Ancak New York’taki Mount Sinai Sağlık Sistemindeki Alzheimer Hastalığı Araştırma Merkezi müdürü Dr. Mary Sano, araştırmacılar beyni amiloid plaklarından ve tau düğümlerinden temizleyen ilaçlar geliştirmeyi başarsalar bile, bunun diğer demans türlerini durdurmayacağını söyledi. Şehir.
Demansların yaklaşık %10’u vaskülerdir; felç veya beyne zayıf kan akışıyla bağlantılı sorunlarla bağlantılıdır. Diğerlerinde Alzheimer, vasküler ve diğer daha az yaygın demans türlerinin bir kombinasyonu olabilen karışık demans vardır.
Sano’nun merkezi, genellikle Tip 2 diyabet ve yüksek tansiyon gibi kalp hastalığı risk faktörleriyle ilişkili demans gelişen insanlarla çalışıyor ve bunlar “çok farklı bir bilişsel eksiklik profiline sahip.” Örneğin, diyabetli kişiler, planlama ve organize etme yeteneği gibi yürütücü işlevlerde daha büyük sorunlarla başlar. Hafıza daha az bozulabilir.
Yaşam tarzı davranışlarının vasküler demansın önlenmesinde önemli bir yol olmaya devam ettiğini söyledi. Kan basıncını, kolesterolü ve kan şekeri düzeylerini kontrol etmenin ve sigarayı bırakmak, egzersiz yapmak, besleyici bir diyet yemek ve kilo vermek gibi diğer yaşam tarzı değişikliklerinin (AHA’nın Hayatın Basit 7’si olarak adlandırdığı ölçümler) hepsinin iyi beyin sağlığının korunmasına yardımcı olduğu gösterilmiştir. insanlar yaşlanır.

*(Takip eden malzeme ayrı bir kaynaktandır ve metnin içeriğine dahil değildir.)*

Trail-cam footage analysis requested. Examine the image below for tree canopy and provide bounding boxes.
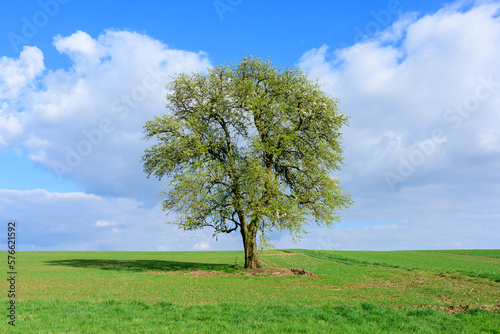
[143,57,352,268]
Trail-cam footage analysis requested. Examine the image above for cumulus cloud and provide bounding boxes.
[300,3,500,192]
[0,189,242,251]
[0,30,210,205]
[95,219,119,226]
[193,242,210,250]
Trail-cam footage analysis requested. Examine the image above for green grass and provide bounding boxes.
[0,250,500,333]
[297,250,500,282]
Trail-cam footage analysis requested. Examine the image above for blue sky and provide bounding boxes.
[0,0,500,250]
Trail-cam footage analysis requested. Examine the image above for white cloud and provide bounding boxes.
[0,189,242,251]
[0,30,210,205]
[0,46,45,101]
[95,219,119,226]
[300,3,500,193]
[193,242,210,251]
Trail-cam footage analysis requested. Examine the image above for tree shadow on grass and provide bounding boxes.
[45,259,240,273]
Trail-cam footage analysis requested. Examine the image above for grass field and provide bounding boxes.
[0,250,500,333]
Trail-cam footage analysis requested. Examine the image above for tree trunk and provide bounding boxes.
[240,215,262,269]
[241,227,262,269]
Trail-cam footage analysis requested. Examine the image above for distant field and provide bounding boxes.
[0,250,500,333]
[297,250,500,282]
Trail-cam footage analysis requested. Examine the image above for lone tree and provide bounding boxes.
[142,57,351,268]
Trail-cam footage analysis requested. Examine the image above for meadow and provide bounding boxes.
[0,249,500,333]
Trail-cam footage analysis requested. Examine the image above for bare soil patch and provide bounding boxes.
[417,305,500,314]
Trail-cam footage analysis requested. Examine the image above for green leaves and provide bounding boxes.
[143,57,351,247]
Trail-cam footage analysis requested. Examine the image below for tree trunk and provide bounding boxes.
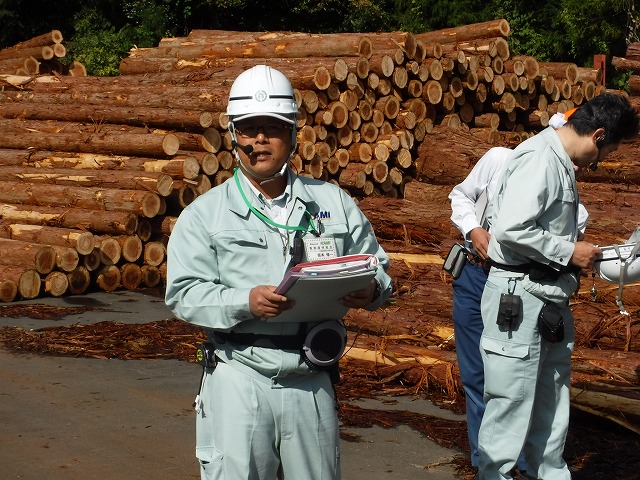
[0,181,160,217]
[415,126,492,185]
[42,271,69,297]
[0,128,180,157]
[415,19,510,44]
[67,265,91,295]
[0,238,57,275]
[0,165,175,196]
[120,263,142,290]
[0,203,138,235]
[0,224,95,255]
[95,265,122,292]
[0,265,41,301]
[0,102,201,129]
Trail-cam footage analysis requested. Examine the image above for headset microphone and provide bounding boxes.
[231,142,253,155]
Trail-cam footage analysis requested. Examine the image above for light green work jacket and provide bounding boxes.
[489,128,579,303]
[165,170,392,381]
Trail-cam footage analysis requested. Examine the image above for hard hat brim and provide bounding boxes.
[229,112,296,125]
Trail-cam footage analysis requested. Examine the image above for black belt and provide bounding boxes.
[487,259,531,274]
[213,332,306,350]
[488,259,580,281]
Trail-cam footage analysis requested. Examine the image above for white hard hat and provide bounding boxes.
[594,242,640,284]
[227,65,298,127]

Elkind, bunun erken başlaması gerektiğini söyledi. “Demansa neden olan, 70’li ve 80’li yaşlarınızdaki kan basıncınız değil, 40’lı ve 50’li yaşlarınızdaki kan basıncınızdır.”
Lemere, insanların yapabileceği en iyi şeylerden birinin egzersiz olduğunu söyledi. “Beyin sağlığıyla ilişkili olan kardiyovasküler sağlığı destekler. İltihap önleyicidir ve daha iyi uykuyu destekler. Uyku eksikliği Alzheimer hastalığı için bir risk faktörüdür ve egzersiz insanların bunama riskini önlemesinin veya azaltmasının en büyük yollarından biridir.”
Bu hikaye hakkında sorularınız veya yorumlarınız varsa lütfen e-posta gönderin [email protected].